Accident sur la route de Wang Nam Khiao dans la province de Nakhon Ratchasima (Korat) dans le nord-est de la Thaïlande.
L’accident de Wang Nam Khiao, survenu le 5 janvier, en est un exemple typique.
Une camionnette de transport de passagers non régulière a quitté Pattaya avant l’aube, a parcouru plus de 200 kilomètres, s’est arrêtée brièvement, puis a continué sur l’une des courbes descendantes les plus dangereuses de l’autoroute 304.
Le conducteur a par la suite admis s’être endormi au volant.
Deux passagers sont décédés, quatorze ont été blessés.
Pour les touristes étrangers, ce scénario est profondément troublant, car il semble systématique et non exceptionnel.
Et cela ne concerne pas uniquement les minibus, voir :
Les accidents de bus publics en Thaïlande augmentent de 46,5 %
Minibus non réguliers : des chauffeurs épuisés et peu encadrés

Accident de minibus à Chiang Mai en novembre 2023. Photo : Mgronline
De nombreux visiteurs supposent que les chauffeurs professionnels sont strictement réglementés, bien reposés et surveillés de manière professionnelle.

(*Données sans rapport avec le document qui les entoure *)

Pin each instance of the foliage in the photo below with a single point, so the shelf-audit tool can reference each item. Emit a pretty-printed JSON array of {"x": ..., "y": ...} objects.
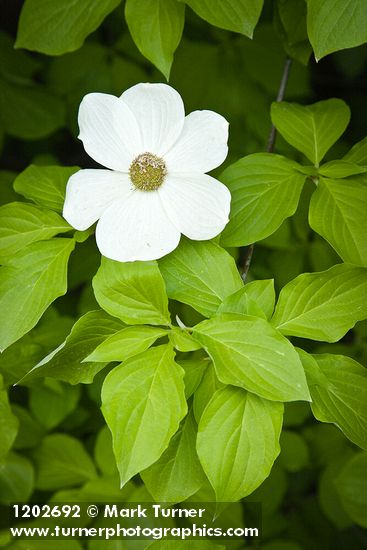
[{"x": 179, "y": 379}]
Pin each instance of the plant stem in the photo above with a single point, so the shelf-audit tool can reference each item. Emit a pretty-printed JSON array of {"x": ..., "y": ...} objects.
[{"x": 269, "y": 149}]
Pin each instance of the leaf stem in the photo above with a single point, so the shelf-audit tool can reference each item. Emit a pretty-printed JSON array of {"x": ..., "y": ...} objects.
[{"x": 269, "y": 149}]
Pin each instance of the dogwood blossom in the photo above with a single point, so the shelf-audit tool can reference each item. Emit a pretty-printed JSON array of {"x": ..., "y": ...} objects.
[{"x": 155, "y": 187}]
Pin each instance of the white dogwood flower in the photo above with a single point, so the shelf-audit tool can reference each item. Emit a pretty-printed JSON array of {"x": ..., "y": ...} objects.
[{"x": 155, "y": 187}]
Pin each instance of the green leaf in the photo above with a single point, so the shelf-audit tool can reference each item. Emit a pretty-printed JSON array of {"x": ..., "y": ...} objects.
[
  {"x": 45, "y": 185},
  {"x": 103, "y": 452},
  {"x": 29, "y": 283},
  {"x": 338, "y": 213},
  {"x": 194, "y": 367},
  {"x": 324, "y": 305},
  {"x": 62, "y": 461},
  {"x": 55, "y": 28},
  {"x": 9, "y": 423},
  {"x": 66, "y": 362},
  {"x": 143, "y": 402},
  {"x": 16, "y": 479},
  {"x": 248, "y": 352},
  {"x": 358, "y": 153},
  {"x": 133, "y": 291},
  {"x": 238, "y": 441},
  {"x": 241, "y": 16},
  {"x": 30, "y": 111},
  {"x": 311, "y": 129},
  {"x": 339, "y": 394},
  {"x": 265, "y": 190},
  {"x": 239, "y": 302},
  {"x": 125, "y": 343},
  {"x": 178, "y": 473},
  {"x": 22, "y": 224},
  {"x": 30, "y": 432},
  {"x": 341, "y": 169},
  {"x": 209, "y": 384},
  {"x": 263, "y": 293},
  {"x": 52, "y": 402},
  {"x": 158, "y": 35},
  {"x": 200, "y": 274},
  {"x": 352, "y": 488},
  {"x": 335, "y": 25},
  {"x": 182, "y": 340}
]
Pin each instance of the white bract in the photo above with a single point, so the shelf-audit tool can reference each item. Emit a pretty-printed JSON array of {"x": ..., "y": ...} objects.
[{"x": 156, "y": 187}]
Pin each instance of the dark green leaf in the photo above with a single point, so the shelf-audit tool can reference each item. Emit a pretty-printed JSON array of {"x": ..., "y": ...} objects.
[
  {"x": 311, "y": 129},
  {"x": 323, "y": 306},
  {"x": 238, "y": 441},
  {"x": 158, "y": 35},
  {"x": 200, "y": 274},
  {"x": 45, "y": 185},
  {"x": 59, "y": 27},
  {"x": 240, "y": 16},
  {"x": 265, "y": 191},
  {"x": 336, "y": 24},
  {"x": 29, "y": 283}
]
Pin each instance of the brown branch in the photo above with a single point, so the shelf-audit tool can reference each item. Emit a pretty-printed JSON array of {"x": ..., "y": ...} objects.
[{"x": 269, "y": 149}]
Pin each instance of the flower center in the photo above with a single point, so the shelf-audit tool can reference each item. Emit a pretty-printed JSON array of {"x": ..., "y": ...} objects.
[{"x": 147, "y": 172}]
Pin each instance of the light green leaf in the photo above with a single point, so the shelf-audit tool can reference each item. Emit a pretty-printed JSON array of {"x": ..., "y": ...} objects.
[
  {"x": 158, "y": 35},
  {"x": 182, "y": 340},
  {"x": 66, "y": 362},
  {"x": 341, "y": 169},
  {"x": 290, "y": 20},
  {"x": 351, "y": 485},
  {"x": 241, "y": 16},
  {"x": 58, "y": 27},
  {"x": 45, "y": 185},
  {"x": 339, "y": 394},
  {"x": 311, "y": 129},
  {"x": 194, "y": 367},
  {"x": 9, "y": 423},
  {"x": 29, "y": 283},
  {"x": 265, "y": 190},
  {"x": 178, "y": 473},
  {"x": 143, "y": 402},
  {"x": 238, "y": 441},
  {"x": 335, "y": 25},
  {"x": 324, "y": 305},
  {"x": 263, "y": 293},
  {"x": 125, "y": 343},
  {"x": 200, "y": 274},
  {"x": 16, "y": 479},
  {"x": 338, "y": 213},
  {"x": 103, "y": 453},
  {"x": 358, "y": 153},
  {"x": 240, "y": 302},
  {"x": 133, "y": 291},
  {"x": 248, "y": 352},
  {"x": 22, "y": 224},
  {"x": 61, "y": 462},
  {"x": 209, "y": 384},
  {"x": 52, "y": 401}
]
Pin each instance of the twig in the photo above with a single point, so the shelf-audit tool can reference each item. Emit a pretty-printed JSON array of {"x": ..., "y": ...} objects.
[{"x": 269, "y": 149}]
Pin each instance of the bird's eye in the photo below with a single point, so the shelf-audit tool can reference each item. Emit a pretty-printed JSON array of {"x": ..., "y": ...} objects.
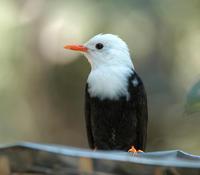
[{"x": 99, "y": 46}]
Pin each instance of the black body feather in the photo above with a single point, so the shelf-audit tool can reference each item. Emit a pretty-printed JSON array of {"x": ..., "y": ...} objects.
[{"x": 118, "y": 124}]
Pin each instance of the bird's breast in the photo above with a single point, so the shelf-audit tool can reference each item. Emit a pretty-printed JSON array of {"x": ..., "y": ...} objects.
[{"x": 109, "y": 83}]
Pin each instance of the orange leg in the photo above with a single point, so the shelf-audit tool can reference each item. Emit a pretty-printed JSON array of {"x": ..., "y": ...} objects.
[
  {"x": 95, "y": 148},
  {"x": 134, "y": 151}
]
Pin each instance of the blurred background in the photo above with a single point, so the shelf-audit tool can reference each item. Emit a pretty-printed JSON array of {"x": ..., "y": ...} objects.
[{"x": 42, "y": 85}]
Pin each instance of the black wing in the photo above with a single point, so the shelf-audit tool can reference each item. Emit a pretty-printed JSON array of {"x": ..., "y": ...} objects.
[
  {"x": 139, "y": 98},
  {"x": 88, "y": 118}
]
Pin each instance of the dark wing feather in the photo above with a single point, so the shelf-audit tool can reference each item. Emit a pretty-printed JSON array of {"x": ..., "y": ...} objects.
[
  {"x": 88, "y": 118},
  {"x": 140, "y": 100}
]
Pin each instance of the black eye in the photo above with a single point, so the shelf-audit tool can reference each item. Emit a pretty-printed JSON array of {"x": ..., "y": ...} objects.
[{"x": 99, "y": 46}]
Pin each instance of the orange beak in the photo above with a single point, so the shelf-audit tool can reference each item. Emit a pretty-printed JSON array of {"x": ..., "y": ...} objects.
[{"x": 77, "y": 47}]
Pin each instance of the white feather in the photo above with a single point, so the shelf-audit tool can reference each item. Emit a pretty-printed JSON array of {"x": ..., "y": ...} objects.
[{"x": 111, "y": 67}]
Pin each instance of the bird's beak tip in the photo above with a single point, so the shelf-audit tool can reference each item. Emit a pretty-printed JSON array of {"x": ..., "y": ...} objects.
[{"x": 76, "y": 47}]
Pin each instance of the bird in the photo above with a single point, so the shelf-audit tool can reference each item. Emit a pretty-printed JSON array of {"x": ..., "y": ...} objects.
[{"x": 116, "y": 112}]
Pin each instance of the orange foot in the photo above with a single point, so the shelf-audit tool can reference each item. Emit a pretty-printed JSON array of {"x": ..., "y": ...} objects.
[
  {"x": 95, "y": 149},
  {"x": 134, "y": 151}
]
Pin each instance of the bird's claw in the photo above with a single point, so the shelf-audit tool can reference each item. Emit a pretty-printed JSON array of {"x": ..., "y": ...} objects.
[{"x": 134, "y": 151}]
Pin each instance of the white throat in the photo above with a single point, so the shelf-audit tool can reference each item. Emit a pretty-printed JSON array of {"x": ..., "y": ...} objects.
[{"x": 109, "y": 82}]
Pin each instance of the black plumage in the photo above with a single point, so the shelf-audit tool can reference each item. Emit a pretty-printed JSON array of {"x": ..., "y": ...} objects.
[{"x": 118, "y": 124}]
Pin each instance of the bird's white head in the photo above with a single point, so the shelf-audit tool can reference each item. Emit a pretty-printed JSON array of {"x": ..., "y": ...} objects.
[
  {"x": 111, "y": 65},
  {"x": 105, "y": 50}
]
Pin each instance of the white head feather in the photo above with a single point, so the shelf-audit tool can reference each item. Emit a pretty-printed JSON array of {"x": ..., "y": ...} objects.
[{"x": 111, "y": 67}]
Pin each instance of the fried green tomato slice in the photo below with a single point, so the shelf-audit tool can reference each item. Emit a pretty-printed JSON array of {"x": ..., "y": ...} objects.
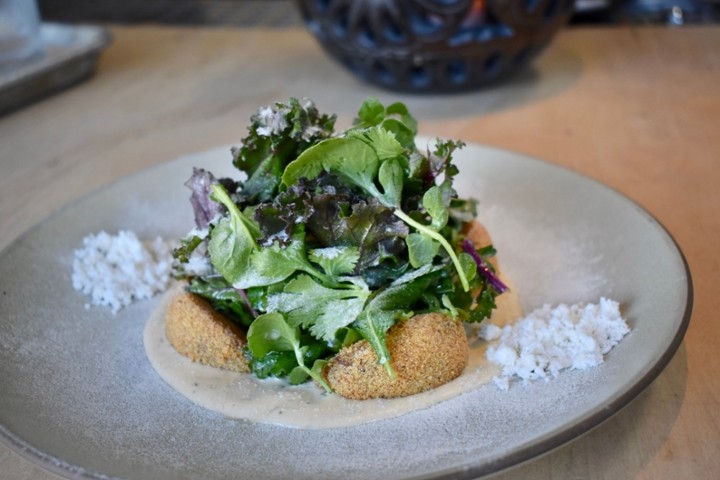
[
  {"x": 427, "y": 351},
  {"x": 203, "y": 335}
]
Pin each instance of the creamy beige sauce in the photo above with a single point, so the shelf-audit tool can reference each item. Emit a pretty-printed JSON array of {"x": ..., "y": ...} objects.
[{"x": 242, "y": 396}]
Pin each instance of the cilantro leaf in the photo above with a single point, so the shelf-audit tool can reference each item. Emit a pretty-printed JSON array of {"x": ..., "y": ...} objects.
[
  {"x": 320, "y": 309},
  {"x": 336, "y": 261},
  {"x": 271, "y": 333}
]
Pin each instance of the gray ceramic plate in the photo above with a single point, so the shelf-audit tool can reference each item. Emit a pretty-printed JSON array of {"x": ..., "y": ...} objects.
[{"x": 79, "y": 397}]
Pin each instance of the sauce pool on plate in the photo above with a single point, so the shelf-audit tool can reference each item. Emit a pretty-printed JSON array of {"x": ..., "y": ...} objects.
[{"x": 242, "y": 396}]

En réalité, les minibus non réguliers opèrent souvent dans une zone grise : longues heures de travail, salaire lié au nombre de passagers, repos minimal et itinéraires qui incluent certains des terrains les plus dangereux de Thaïlande.
Et c’est sans parler des chauffeurs qui utilisent des drogues comme le Yaba (métamphétamine) pour lutter contre la fatigue.
Les routes de montagne comme l’autoroute 304, en particulier dans des régions telles que Wang Nam Khiao, sont tristement célèbres, même parmi les habitants.
Les virages en descente serrés, les vitesses élevées, les camions lourds et la fatigue se combinent pour former un cocktail mortel.
Des panneaux d’avertissement existent, mais l’application de la loi, le contrôle de la vitesse et les contrôles de fatigue des conducteurs restent insuffisants.
Ce que les touristes découvrent trop tard sur les routes thaïlandaises

Touristes sur une moto en Thaïlande. Photo : Nomadtrips
Pour les étrangers, en particulier ceux qui visitent le pays pour la première fois, la prise de conscience arrive tardivement :
La partie la plus dangereuse d’un séjour en Thaïlande n’est peut-être pas la vie nocturne ou les sports d’aventure, mais le trajet entre les différentes destinations.
Tant que les heures de travail des conducteurs ne seront pas strictement contrôlées, que les itinéraires dangereux ne seront pas redessinés et que le transport ne sera pas correctement réglementé, le nombre de décès sur les routes continuera de hanter habitants et touristes.
Ce sont eux qui, chaque jour, confient leur vie à ce système.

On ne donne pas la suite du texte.